Croce uses this platform to perform whole-genome-wide miRNA expression analysis. Samples of total RNA are derived from tumors and blood from cancer patients in OSU’s Cancer Center. “We have the largest database of cancer specimens because we have tested, to date, over 10,000 human cancer specimens,” says Croce. Total RNA is reverse-transcribed and hybridized to the array; target-probe hybridization is the principle of this array platform. Croce has used this platform to establish miRNA signatures and prognostic miRNA for colon cancer and breast cancer. The ultimate goal of Croce’s lab is to use these molecular signatures to develop diagnostic and prognostic procedures for specific types of cancer, as well as to develop miRNA-based therapeutics for those cancers.
Hot off the presses
Another example of the use of traditional, genome-wide arrays for stem cell gene expression analysis resulted in a 2009 PNAS paper (Zhou et al. PNAS. 2009 May 12; 106(19):7840-5), published by the laboratory of Fei Wang, PhD, assistant professor of cell and developmental biology at University of Illinois, Urbana-Champaign. Wang and his colleagues used genome-wide microarrays from Affymetrix to identify key genes involved in the regulation of pluripotency in human embryonic stem cells (hESC).
“The reason we are able to identify a number of genes actually important for pluripotency instead of thousands of genes is simply because we have a very-defined purpose,” says Wang.
In this published exploratory study followed by functional dissection, Wang and his colleagues first treated hESC with rapamycin, a rapid MTOR kinase inhibitor, capable of shutting down activity of this protein within a matter of minutes. The main observation was that MTOR inhibition induces differentiation of human embryonic stem cells (mesoderm and endoderm lineages). After making this phenotypic observation, they were interested in dissecting the molecular mechanism involved, which is where the microarray was implemented into the research schema. For the molecular dissection, MTOR inhibition in hESC was followed by genome-wide gene expression analysis. “The major reason to use a genome-wide array instead of subset arrays is that we didn’t know which genes are downstream of MTOR. Using a genome-wide array, we were actually able to identify genes that we had no idea about,” says Wang. “It’s really hard to use a candidate approach [in this case].”
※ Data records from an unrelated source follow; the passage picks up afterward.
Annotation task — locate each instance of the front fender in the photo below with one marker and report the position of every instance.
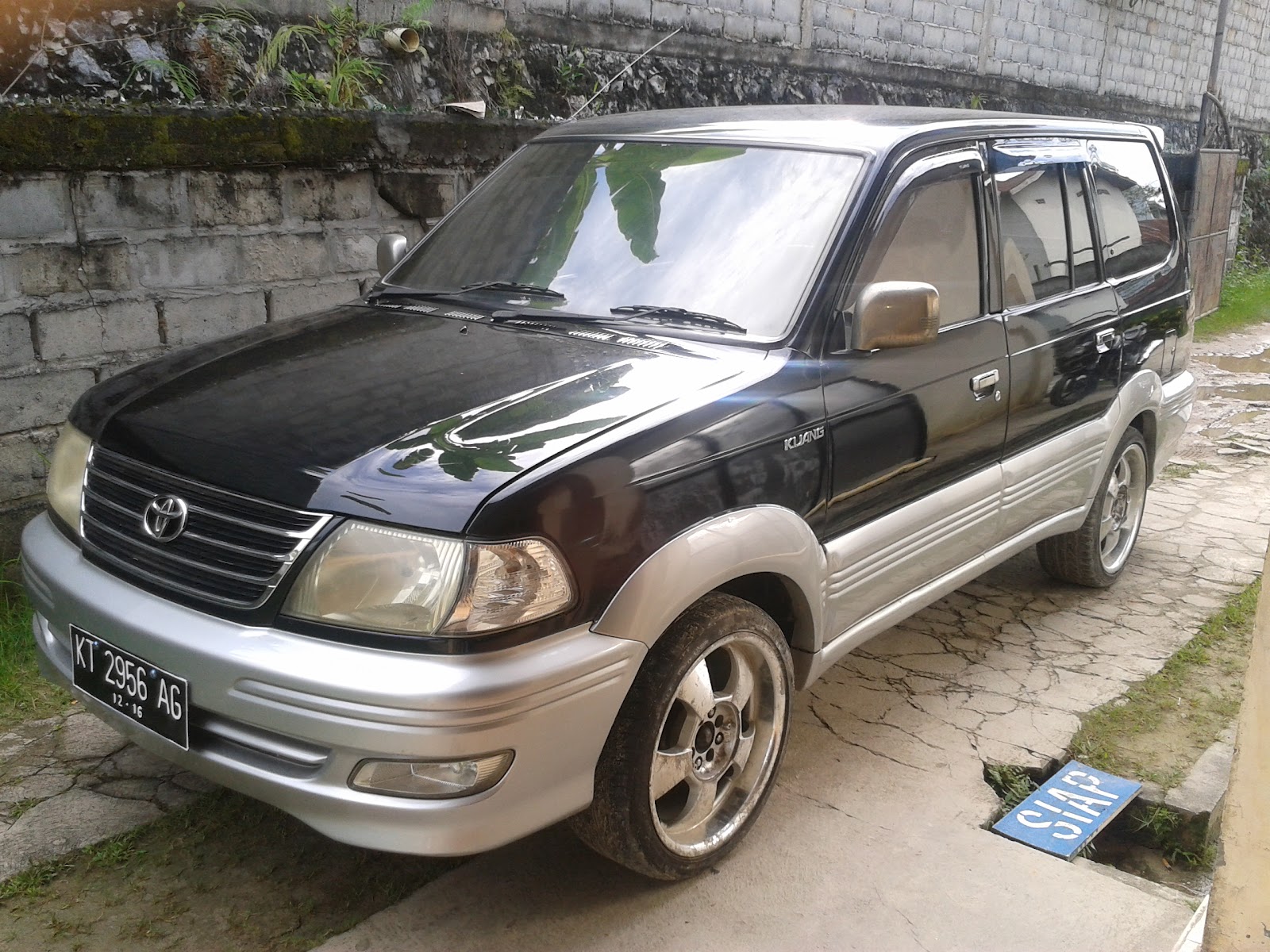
(762, 539)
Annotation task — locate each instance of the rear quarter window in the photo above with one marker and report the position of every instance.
(1137, 228)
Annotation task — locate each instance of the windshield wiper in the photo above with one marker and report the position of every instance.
(677, 315)
(514, 286)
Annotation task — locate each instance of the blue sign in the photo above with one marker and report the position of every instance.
(1068, 809)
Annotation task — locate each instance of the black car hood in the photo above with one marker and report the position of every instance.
(389, 414)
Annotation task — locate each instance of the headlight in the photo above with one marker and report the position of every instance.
(399, 581)
(67, 475)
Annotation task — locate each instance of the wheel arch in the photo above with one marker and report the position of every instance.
(764, 554)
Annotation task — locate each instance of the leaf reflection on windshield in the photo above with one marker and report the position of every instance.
(635, 190)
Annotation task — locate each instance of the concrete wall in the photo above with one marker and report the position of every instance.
(1155, 54)
(103, 270)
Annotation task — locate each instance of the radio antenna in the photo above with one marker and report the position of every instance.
(622, 73)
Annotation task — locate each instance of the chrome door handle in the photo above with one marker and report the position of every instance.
(983, 384)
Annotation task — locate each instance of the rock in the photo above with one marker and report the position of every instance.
(133, 789)
(86, 738)
(194, 782)
(135, 762)
(38, 786)
(67, 823)
(87, 70)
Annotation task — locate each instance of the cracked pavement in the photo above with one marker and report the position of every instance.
(873, 837)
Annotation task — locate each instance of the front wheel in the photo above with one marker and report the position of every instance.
(695, 749)
(1096, 554)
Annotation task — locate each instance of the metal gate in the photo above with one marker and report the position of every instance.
(1213, 225)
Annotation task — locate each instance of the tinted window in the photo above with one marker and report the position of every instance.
(1137, 232)
(1083, 263)
(1034, 254)
(727, 230)
(937, 240)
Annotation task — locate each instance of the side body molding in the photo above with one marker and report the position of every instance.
(762, 539)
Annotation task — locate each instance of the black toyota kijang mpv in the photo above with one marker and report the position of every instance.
(664, 419)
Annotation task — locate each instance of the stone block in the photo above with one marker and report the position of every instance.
(295, 300)
(768, 31)
(705, 22)
(353, 251)
(201, 319)
(238, 198)
(63, 334)
(787, 10)
(190, 262)
(321, 196)
(40, 399)
(51, 270)
(112, 202)
(638, 12)
(37, 207)
(16, 347)
(22, 463)
(738, 27)
(268, 258)
(667, 14)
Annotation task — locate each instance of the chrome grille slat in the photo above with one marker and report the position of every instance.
(224, 556)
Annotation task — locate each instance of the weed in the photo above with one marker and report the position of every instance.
(114, 852)
(1011, 784)
(1161, 724)
(32, 882)
(1245, 301)
(25, 695)
(179, 75)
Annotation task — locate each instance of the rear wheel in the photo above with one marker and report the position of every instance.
(1096, 554)
(695, 749)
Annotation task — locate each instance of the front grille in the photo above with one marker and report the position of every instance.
(234, 550)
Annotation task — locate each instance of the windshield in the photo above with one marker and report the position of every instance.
(729, 232)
Through this experiment, the lab was able to identify 100 genes that are directly impacted by MTOR inhibition. Wang lab members were able to narrow down the number of potential MTOR effector genes to approximately 20, based on the level of change in gene expression. And, in the end, six to seven important mediators of MTOR function, as it pertains to maintenance of pluripotency in hESC, were identified.
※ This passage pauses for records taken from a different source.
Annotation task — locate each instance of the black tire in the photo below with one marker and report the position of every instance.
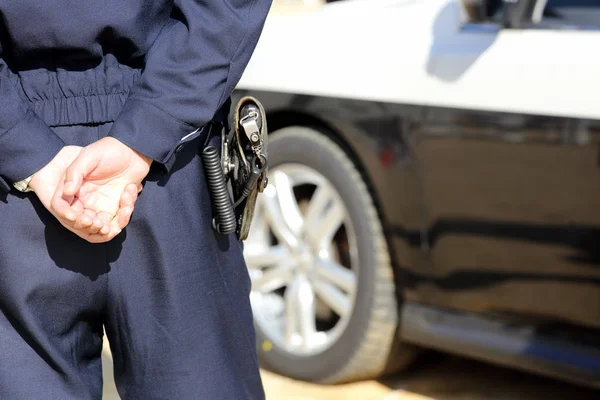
(364, 349)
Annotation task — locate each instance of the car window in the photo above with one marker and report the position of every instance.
(579, 14)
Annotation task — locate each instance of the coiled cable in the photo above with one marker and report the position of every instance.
(225, 221)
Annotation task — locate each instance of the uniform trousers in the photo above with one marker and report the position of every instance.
(172, 294)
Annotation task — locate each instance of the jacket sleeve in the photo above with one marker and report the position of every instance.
(26, 143)
(190, 72)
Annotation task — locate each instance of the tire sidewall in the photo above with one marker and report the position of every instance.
(303, 146)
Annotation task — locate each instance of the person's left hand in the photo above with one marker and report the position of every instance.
(98, 178)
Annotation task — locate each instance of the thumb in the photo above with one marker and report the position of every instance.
(83, 165)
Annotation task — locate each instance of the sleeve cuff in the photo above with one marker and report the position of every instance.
(27, 148)
(152, 132)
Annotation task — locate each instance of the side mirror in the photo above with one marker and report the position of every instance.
(518, 12)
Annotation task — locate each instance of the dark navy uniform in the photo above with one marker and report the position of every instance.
(172, 293)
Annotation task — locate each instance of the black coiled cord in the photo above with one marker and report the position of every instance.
(225, 221)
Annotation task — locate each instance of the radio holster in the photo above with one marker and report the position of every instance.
(237, 171)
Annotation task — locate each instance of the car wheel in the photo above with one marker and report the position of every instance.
(323, 292)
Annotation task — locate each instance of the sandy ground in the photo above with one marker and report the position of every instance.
(435, 378)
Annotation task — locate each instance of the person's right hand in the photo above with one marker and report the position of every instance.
(81, 220)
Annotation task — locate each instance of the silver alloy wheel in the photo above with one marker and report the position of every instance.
(302, 259)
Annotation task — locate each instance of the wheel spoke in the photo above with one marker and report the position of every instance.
(337, 274)
(275, 218)
(307, 313)
(291, 315)
(334, 298)
(287, 202)
(272, 256)
(273, 279)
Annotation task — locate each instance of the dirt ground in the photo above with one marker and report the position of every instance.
(437, 377)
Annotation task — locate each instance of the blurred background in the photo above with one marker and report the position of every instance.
(431, 227)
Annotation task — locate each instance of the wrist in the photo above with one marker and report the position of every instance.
(24, 185)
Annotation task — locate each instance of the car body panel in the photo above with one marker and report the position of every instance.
(481, 146)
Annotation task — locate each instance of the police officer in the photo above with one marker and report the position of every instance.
(99, 99)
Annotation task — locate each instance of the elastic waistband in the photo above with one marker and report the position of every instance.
(64, 97)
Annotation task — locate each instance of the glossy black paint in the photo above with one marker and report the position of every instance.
(490, 213)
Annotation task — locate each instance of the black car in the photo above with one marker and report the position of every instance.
(434, 183)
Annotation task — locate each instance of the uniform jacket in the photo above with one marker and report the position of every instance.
(158, 69)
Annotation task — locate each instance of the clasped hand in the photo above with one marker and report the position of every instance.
(92, 190)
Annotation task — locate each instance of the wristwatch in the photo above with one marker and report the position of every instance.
(23, 186)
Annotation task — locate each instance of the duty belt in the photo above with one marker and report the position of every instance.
(237, 172)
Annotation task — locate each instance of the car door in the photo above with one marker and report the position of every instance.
(510, 162)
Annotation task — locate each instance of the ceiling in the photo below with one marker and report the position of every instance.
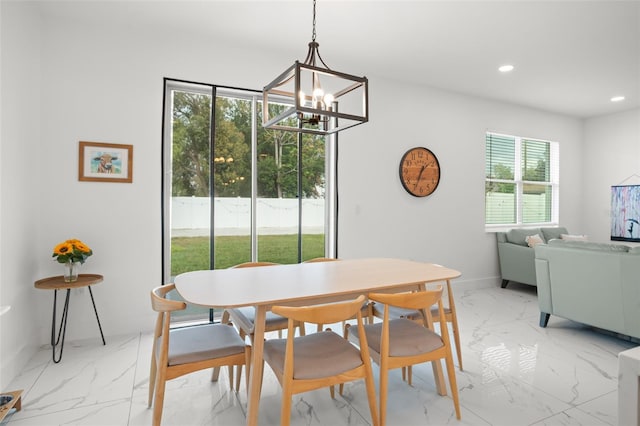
(571, 57)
Despite the fact that biology has entered the post-genomic era and that stem cell researchers address post-genomic biological problems with pre-genomic tools, “the microarray is still important, at least as part of your arsenal, says Wang. “But you cannot totally rely on a single approach. Instead, this approach has to be combined with other methods such as cell biology [methods].”
However, although other methods exist, there is no doubt the microarray is still viable even when solving post-genomic biological problems in new systems such as stem cells. Maybe now, all of the “genomics is dead” claims will finally be put to rest.
This article was published in Bioscience Technology magazine: Vol. 32, No. 10, October, 2009, pp. 1, 10-11.